Однако вопрос о том, почему идеи правых были внутренне противоречивыми и не слишком популярными, почему они реагировали на социальные перемены тем или иным образом, в работе не ставится или ставится не совсем четко. Так, например, автор утверждает, что взгляды консерваторов на сельское хозяйство определялись не столько “повседневными политическими страстями”, сколько “научным анализом и здравым смыслом”.[65] В частности, “научный анализ” привел правых идеологов к выводу о том, что нет крестьянского малоземелья, а есть неэффективные методы возделывания земли. Согласно логике автора получается, что среди либералов или, например, социалистов не было ни хороших экономистов, ни просто понимающих людей. Возможно, стоит разобраться не только в том, почему консерваторы стояли за передовую агрикультуру, но и почему они, будучи представителями дворянского сословия и класса землевладельцев, выступали против расширения крестьянского землепользования. Но автор “Консервативных представлений…” эти вопросы не затрагивает.
А. В. Репников абсолютно точно показывает, насколько живо реагировали консерваторы на экономические реформы С. Ю. Витте, выступая против введения золотой валюты и привлечения иностранных инвестиций. Некоторые из них, например С. Ф. Шарапов и П. Ф. Булацель, сформулировали довольно последовательную альтернативную программу, основанную на принципах автаркии, протекционизма и понижении курса рубля.[66] Эти страницы монографии оставляют впечатление, что “охранители” были непризнанными экономическими гениями.[67] Между тем, даже беглый анализ социально-исторического контекста может многое показать. Так, Шарапов был, как известно, помещиком, обанкротившимся в 1890-е гг. в результате экономических реформ, которые повысили курс рубля (соответственно, понизив привлекательность русского зерна за рубежом), увеличили стоимость кредита и уменьшили спрос на продукцию сельского хозяйства. Такова была цена индустриализации, которую консерваторы не желали платить из своего кармана, а потому восставали против государственной экономической политики.[68] Никто не спорит, что Шарапов и другие лидеры правых вполне искренно верили в благотворность их экономических предложений для всей России, но это не снимает вопрос о социальной обусловленности их взглядов.
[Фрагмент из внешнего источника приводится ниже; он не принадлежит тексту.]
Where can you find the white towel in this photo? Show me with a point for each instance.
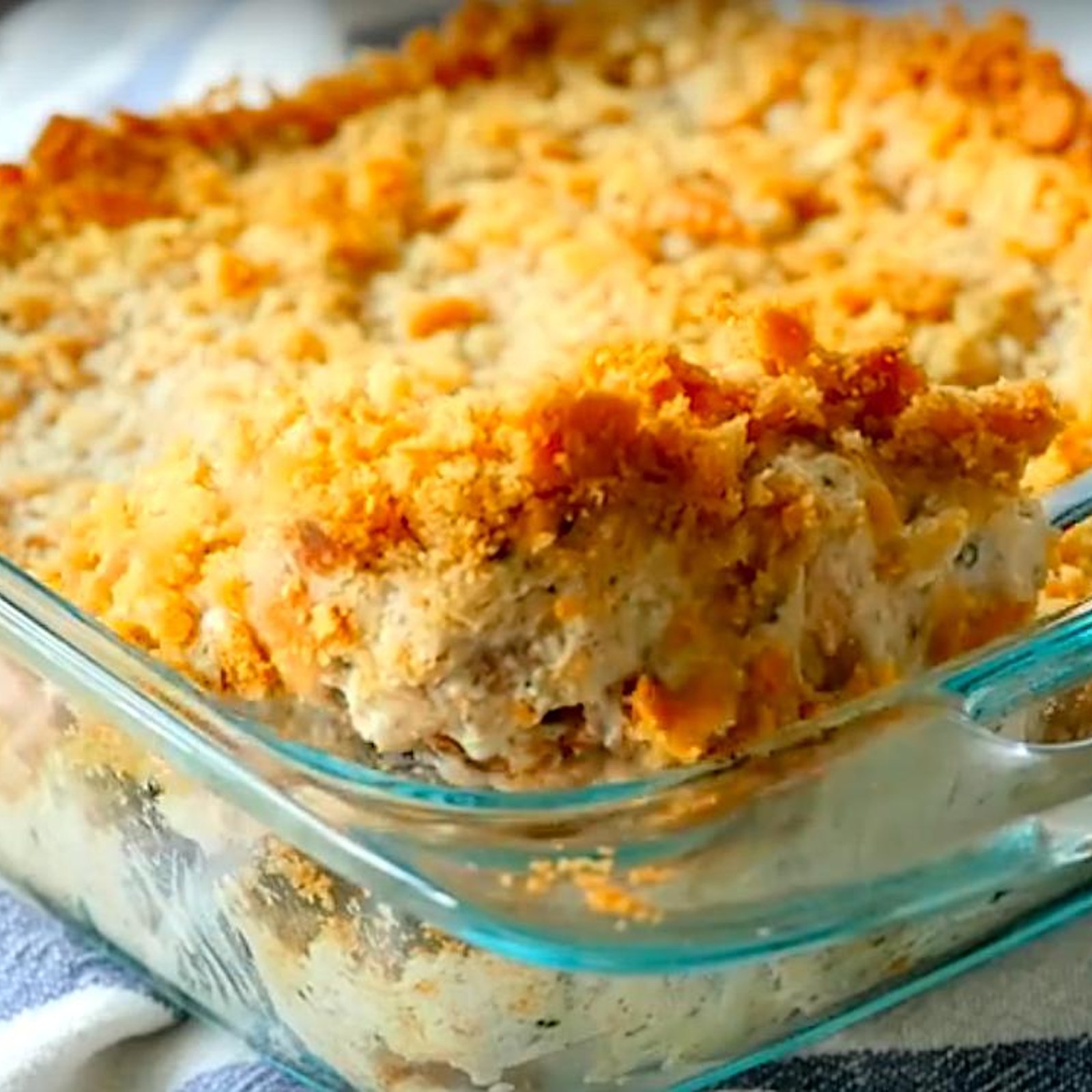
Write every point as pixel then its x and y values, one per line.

Как и другие представители “школы”, А. В. Репников привержен тактике нахождения наиболее общей идеи для обоснования всей идеологической концепции консерваторов. По его мнению, неизменный монархизм российских консерваторов может быть понят только в контексте их религиозных верований.[69] Мы не можем согласиться с этим, так как “религиозность” является довольно пустым и ничего не объясняющим термином. В самом деле, религия поддерживает и оправдывает не только монархические, но и многие другие политические убеждения, включая и теорию народного суверенитета. С другой стороны, у консерваторов нет монополии на религиозную веру, которая разделяется людьми самых разных политических убеждений. Напротив, аргументация консерваторов всегда была очень гибкой, способной включить в себя строгую набожность для обоснования прав царя-миропомазанника, и тут же легко забывающей религиозные догмы для оправдания контрреволюционного террора. Итак, в данном случае наиболее общая идея не является достаточным и необходимым условием для определенного типа мышления. В описанной исследовательской тактике для историка заключается опасность пропустить более убедительные способы объяснения и понимания тех или иных идей. Например, А. В. Репников приводит весьма показательную мизансцену, в которой Николай II предлагает свое отречение от престола и превращение в патриарха православной церкви.[70] Конечно, очень может быть, что последний царь был благочестивым христианином, мечтавшим укрепить церковь, но для понимания его мотивов в данном случае достаточно иметь в виду, что действие происходит в сентябре 1916 г., когда речь шла о самом существовании монархии, а не о нюансах клерикализма.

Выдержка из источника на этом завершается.